O leito no peito, por Antonio Prata
Não sei quanto a Adão, Eva e você, leitor, mas em mim a pena ainda vigora, forte como nos tempos pré-diluvianos. Um minuto antes de deitar-me tenho ganas de ler toda a obra de Machado, pegar a Sessão Corujão do comecinho, arrumar a gaveta onde cartas da primeira namorada misturam-se às últimas declarações do imposto de renda. Já ao abrir os olhos pela manhã, tudo o que eu queria era poder dormir de novo, para sempre. Depois de atravessar esse lusco-fusco existencial em que a vida, pendurada nas pálpebras, faz todos os projetos parecerem impossíveis, ganhar o pão com o suor do próprio rosto é fichinha.
Assombra-me que o direito ao sono não tenha surgido na pauta de nenhuma vanguarda do século XX. Liberaram o sexo, acusaram a família, o Estado, a Igreja; queimaram fumo, a bandeira americana, sutiãs: por que raios não foram às praças pisotear despertadores? Por que os mesmos que conseguiram fazer “samba e amor até mais tarde” não tiveram coragem de dormir mais um pouquinho, evitando “muito sono de manhã”? (Alarme, do italiano, às armas! Pode haver etimologia mais nefasta para trazer-nos dos sonhos à labuta?).

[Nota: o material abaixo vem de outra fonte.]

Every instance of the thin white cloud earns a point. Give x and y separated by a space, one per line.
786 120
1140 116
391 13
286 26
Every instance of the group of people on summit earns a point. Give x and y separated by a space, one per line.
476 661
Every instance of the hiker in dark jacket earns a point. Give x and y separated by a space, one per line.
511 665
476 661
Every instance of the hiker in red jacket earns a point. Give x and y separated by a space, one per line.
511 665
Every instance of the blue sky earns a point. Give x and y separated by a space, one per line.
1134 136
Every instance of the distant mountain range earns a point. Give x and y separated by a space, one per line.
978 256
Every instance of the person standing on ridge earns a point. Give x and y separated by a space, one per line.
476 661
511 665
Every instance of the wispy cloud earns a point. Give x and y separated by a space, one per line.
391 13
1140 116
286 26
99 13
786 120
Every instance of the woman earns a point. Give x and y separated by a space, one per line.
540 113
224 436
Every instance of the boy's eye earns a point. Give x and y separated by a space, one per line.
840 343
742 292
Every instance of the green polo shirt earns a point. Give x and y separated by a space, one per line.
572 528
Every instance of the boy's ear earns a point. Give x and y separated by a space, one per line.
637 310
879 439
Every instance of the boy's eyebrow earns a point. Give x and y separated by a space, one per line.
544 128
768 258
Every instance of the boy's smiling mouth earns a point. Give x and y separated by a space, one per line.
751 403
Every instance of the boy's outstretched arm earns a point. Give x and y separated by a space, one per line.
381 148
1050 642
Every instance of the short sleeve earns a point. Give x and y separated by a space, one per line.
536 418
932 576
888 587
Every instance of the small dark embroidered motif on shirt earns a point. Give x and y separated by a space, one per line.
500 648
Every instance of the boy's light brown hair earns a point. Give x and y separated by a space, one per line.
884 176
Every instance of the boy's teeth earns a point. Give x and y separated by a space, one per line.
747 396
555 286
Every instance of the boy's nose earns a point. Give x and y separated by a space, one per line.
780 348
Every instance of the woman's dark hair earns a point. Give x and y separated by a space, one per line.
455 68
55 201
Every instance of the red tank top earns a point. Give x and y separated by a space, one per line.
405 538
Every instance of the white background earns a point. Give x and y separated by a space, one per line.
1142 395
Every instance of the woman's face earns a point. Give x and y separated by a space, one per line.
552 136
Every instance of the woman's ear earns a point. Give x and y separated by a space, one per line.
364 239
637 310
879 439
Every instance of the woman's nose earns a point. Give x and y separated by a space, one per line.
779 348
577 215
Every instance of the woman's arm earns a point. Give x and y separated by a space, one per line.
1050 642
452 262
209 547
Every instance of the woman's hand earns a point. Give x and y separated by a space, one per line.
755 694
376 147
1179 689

O honrado leitor, que acorda com os galos ou as primeiras buzinas, talvez ache o assunto por demais comezinho para uma passeata. Não deve ter compreendido, ainda, as repercussões políticas da auto-gestão do sono. Se cada um acordasse quando quisesse as pessoas sairiam de casa aos poucos, não haveria rush, o transporte público daria conta do recado, as emissões de carbono despencariam, a Islândia pararia de derreter, a Björk estaria salva, assim como os ursos polares, Ilhabela, o futevôlei, Veneza, os pingüins e Ubatuba, sem contar que teríamos tempo para ler, ver TV, arrumar a gaveta, fazer samba e amor até mais tarde e não ter muito sono de manhã.
Embora o tema seja urgente, não o vi ser discutido em nenhum debate pelos candidatos que hoje disputam nosso voto. Sequer um nanico ou aspirante a vereador, desses que encampam as bandeiras mais disparatadas, levantou a voz (abaixou, talvez, seja o termo correto) para defender o sono de 10 milhões de habitantes.
Podem alegar que, dada a grandeza do problema, não caiba ao município resolvê-lo, mas ao governo federal ou talvez à ONU. De acordo, mas em algum lugar a revolução tem que começar. Ou nos levantamos imediatamente pela auto-gestão de nosso sono, ou daqui a pouco a água estará batendo em nossas olheiras. Ou vice-versa. Às armas!